Second, take a thorough patient history to identify drug sensitivities, contraindications or potential drug interactions.

Be judicious about which pain management option you choose. Rarely, if ever, should you prescribe a narcotic for more than two to three days. If the pain persists, send the patient to the primary care provider or a pain management specialist. “You can ease the patient’s fear by assuring them they will not go blind, and explain that the goal of pain management is not zero pain, but reduction in pain to a manageable level,” says A. Mika Moy, O.D., of Tang Eye Center in Berkeley, Calif.

Also, consider the demands of the patient’s lifestyle and career. For patients who need to operate a motor vehicle or machinery, or have to perform high-end cognitive tasks, Dr. Thimons often uses 50mg p.o. q.i.d. tramadol because it doesn’t interfere with executive function but provides a level of control similar to hydrocodone.


A corneal laceration resulting from a dog scratch. Photo: Christina Wilmer, O.D.
However, if the patient can stay at home and relax for 24 to 48 hours, then Dr. Thimons might consider a drug like Vicodin (hydrocodone/acetaminophen, Abbott Laboratories). Percocet (oxycodone/acetaminophen, Endo Pharmaceuticals) is another alternative; however, it has a stronger, more sedating effect than hydrocodone, he says.
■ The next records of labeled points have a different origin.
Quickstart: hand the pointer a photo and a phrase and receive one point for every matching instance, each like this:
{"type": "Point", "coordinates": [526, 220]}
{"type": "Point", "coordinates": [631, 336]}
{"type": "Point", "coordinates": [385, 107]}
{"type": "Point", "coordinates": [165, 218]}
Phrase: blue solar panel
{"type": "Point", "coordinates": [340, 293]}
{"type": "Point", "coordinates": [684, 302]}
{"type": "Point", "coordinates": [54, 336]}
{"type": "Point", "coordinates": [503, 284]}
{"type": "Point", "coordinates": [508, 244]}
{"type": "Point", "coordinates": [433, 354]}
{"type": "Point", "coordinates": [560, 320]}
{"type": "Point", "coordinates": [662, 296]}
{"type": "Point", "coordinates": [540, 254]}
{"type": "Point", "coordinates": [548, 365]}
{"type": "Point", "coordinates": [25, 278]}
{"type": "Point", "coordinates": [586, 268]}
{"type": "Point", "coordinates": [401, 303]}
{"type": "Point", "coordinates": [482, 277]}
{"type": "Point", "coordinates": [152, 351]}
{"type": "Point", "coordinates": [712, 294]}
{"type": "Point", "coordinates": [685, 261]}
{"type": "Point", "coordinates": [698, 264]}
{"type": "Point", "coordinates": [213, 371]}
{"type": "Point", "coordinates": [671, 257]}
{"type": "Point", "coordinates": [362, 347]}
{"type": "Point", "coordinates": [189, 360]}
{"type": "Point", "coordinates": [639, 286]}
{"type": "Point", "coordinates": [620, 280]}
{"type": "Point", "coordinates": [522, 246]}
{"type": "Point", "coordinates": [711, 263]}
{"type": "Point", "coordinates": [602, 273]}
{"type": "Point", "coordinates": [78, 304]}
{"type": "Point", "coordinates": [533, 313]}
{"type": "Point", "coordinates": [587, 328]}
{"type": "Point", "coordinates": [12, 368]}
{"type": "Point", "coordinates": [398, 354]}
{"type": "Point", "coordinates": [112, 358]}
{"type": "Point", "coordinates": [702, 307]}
“Hydrocodone helps to allay anxiety—which is probably its largest benefit to the patient, as emotion is a huge component to the sensation of pain,” Dr. Moy notes. In very severe cases, Dr. Thimons sends the patient home with a sterile bottle of homatropine with enough drops for two or three days.
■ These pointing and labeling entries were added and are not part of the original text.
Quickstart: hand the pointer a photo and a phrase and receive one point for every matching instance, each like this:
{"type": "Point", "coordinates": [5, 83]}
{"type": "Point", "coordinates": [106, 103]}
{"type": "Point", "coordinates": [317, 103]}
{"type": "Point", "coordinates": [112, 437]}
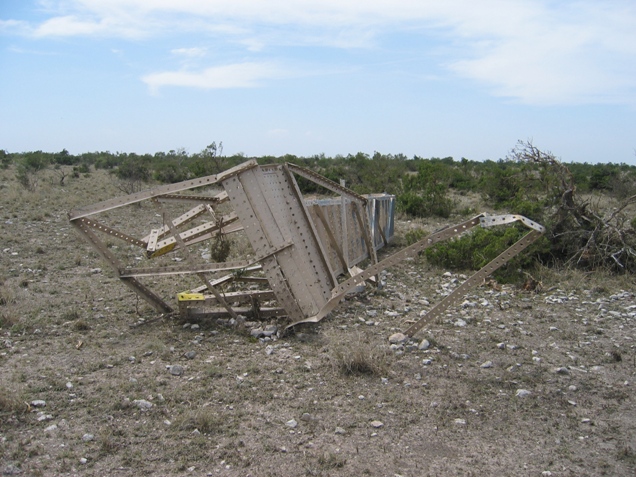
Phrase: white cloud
{"type": "Point", "coordinates": [278, 133]}
{"type": "Point", "coordinates": [190, 52]}
{"type": "Point", "coordinates": [537, 51]}
{"type": "Point", "coordinates": [240, 75]}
Talk with patients about side effects and contraindications with these drugs, and follow up within a day or two. Because the eye heals so quickly, the situation almost always improves enough in two days that you can either taper or discontinue the oral agent.
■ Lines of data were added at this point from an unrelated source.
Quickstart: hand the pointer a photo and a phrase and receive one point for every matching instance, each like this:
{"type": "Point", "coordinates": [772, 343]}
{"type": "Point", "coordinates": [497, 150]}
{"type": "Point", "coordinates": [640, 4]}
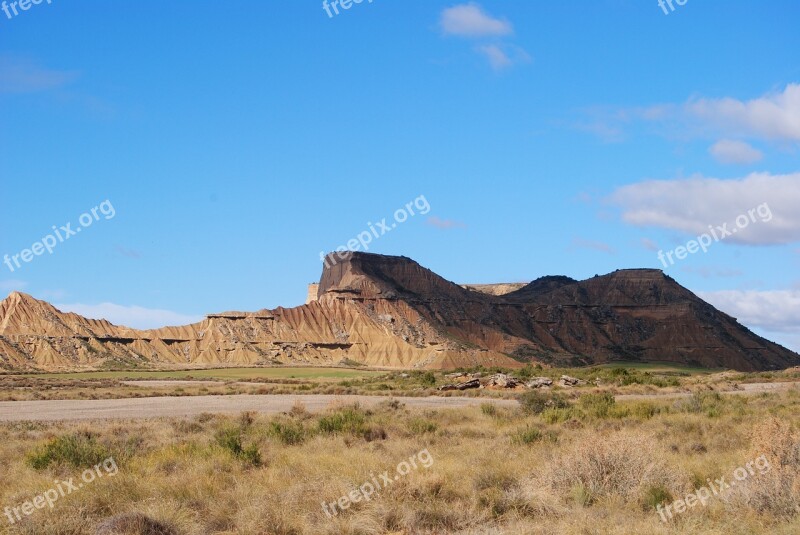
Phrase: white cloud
{"type": "Point", "coordinates": [445, 224]}
{"type": "Point", "coordinates": [735, 152]}
{"type": "Point", "coordinates": [10, 285]}
{"type": "Point", "coordinates": [23, 76]}
{"type": "Point", "coordinates": [773, 311]}
{"type": "Point", "coordinates": [503, 56]}
{"type": "Point", "coordinates": [496, 56]}
{"type": "Point", "coordinates": [580, 243]}
{"type": "Point", "coordinates": [470, 20]}
{"type": "Point", "coordinates": [772, 116]}
{"type": "Point", "coordinates": [130, 316]}
{"type": "Point", "coordinates": [769, 202]}
{"type": "Point", "coordinates": [712, 272]}
{"type": "Point", "coordinates": [649, 244]}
At the Tang Eye Center, Dr. Moy and chief Christina Wilmer, O.D., have found that a combination approach works well in severe cases they’ve seen, including a few where essentially the entire corneal epithelium was abraded and missing. They used a bandage contact lens in combination with a topical NSAID and an oral agent like Vicodin.

While optometrists in California don’t have access to Schedule II drugs, Dr. Wilmer finds Schedule III meds can manage the pain for most corneal issues she encounters.  “We really can offer a lot of good pain management without going to a scheduled medication,” she says.

Of course, you always need to be on the lookout for malingering and drug shopping. “There are certain buzzwords or phrases that patients use that will put you on alert [for abuse],” Dr. Thimons says. It’s a red flag when the patient requests a specific type of medication, or claims that he or she needs a higher dosage or something stronger. “When you start seeing a person with a repetitive need for narcotics, you need to start looking into a bigger problem,” he says.